I often hear entrepreneurs say that their company produces/records a lot of data every day, although they haven't figured out how to use the data for the time being, but they're saving it all. They often say that through these data their products/services will be greatly improved, as if the data is the company's savior. I don't want to talk about the right thing, but I want to explain two common misconceptions about big data here:
Data is not equal to information
People often use data and information as synonyms. In fact, the data refers to a raw data point (whether through numbers, text, pictures or video, etc.), the information is directly linked to the content, need to have information (informative). The more data, not necessarily can represent the more information, more can represent the information will be increased in proportion. Let's look at two simple examples:
Backup。 Many people are now regularly backing up their hard drives. This is not a lot to explain, each backup will create a new set of data, but the information does not increase.

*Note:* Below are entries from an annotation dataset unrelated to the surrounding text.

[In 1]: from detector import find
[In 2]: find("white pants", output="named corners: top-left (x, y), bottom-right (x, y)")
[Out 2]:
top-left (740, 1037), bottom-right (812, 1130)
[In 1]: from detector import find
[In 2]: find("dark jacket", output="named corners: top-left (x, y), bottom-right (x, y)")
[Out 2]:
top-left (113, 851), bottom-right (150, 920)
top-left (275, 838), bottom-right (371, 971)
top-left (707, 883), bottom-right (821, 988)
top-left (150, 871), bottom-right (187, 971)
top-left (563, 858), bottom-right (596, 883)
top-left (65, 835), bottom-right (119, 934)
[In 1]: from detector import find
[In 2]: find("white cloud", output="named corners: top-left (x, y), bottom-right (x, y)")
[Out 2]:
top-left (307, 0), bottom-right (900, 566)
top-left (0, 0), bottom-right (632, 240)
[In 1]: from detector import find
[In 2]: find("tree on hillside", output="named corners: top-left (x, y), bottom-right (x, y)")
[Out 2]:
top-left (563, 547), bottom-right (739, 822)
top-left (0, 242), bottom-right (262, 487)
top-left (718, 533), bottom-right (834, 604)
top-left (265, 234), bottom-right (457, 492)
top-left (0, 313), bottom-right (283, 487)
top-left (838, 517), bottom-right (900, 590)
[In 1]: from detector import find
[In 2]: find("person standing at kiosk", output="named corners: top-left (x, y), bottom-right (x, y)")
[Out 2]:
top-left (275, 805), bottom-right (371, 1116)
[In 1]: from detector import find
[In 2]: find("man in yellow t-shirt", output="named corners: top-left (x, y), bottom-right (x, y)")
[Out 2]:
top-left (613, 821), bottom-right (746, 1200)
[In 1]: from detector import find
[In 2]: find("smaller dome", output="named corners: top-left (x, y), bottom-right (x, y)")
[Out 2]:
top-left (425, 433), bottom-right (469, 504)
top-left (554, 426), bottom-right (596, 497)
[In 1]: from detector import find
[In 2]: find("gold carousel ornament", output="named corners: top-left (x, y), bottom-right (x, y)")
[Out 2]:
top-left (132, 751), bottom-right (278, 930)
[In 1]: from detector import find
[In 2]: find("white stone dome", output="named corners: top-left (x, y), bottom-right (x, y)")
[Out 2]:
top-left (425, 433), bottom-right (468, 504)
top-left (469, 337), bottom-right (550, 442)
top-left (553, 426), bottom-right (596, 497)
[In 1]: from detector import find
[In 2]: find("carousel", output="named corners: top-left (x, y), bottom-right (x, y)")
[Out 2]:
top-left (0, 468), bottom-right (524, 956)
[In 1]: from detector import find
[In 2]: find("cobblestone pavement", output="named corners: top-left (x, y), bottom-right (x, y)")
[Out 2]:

Information on multiple social networking sites. Many of us are active on a number of social networking sites, and the more we have on social networking sites, the more data we get, and the more information we get, but not proportionately. Not only are we forwarding friends ' tweets (or content on other social networking sites) to each other, but also because many of them are very similar, and some of them are very similar to each other, although the text is different.
Second, the information is not equal to Wisdom (Insight)
Well, now that we've gone over all the duplicated parts of the data, and we've consolidated the same data, now that we have all the information, is it going to be useful for us? Not necessarily, information should be converted into wisdom, at least to meet the three criteria:
can be deciphered. This may be a big data age-specific problem, and more and more companies are producing a lot of data every day, but they haven't figured out how to use it, so they store it temporarily unstructured (unstructured). The unstructured data is not necessarily deciphered. For example, you have recorded a customer on your site three times the interval: 3 seconds, 2 seconds, 17 seconds, but forgot to mark what this three time in the end represents what, these data is information (not repeatable), but not decipher, so it is impossible to become wise.
Relevance. We have explained the importance of relevance. There is no more detail here, nothing more than noise.
Novelty. This is similar to the example of the social networking site I Wenju, but the novelty of this is often not judged by the data and information we have. For example, an E-commerce company, through a set of data/information, analyzes the customer's willingness to pay 10 yuan for the product delivered for the day, and then gets the same content through another set of completely independent data/information, in which case the latter is not novel. Unfortunately, most of the time, we can only judge the novelty of a large amount of data and information.
To say so much, is to express, in fact, we do not have the useful data we think so much-the big data itself is a gimmick. In today's era, an average start-up can produce more than 1GB of data a day, and a slightly larger company produces more TB of data every day. But before spending money on big data analysis, we need to be aware that data does not represent information or wisdom.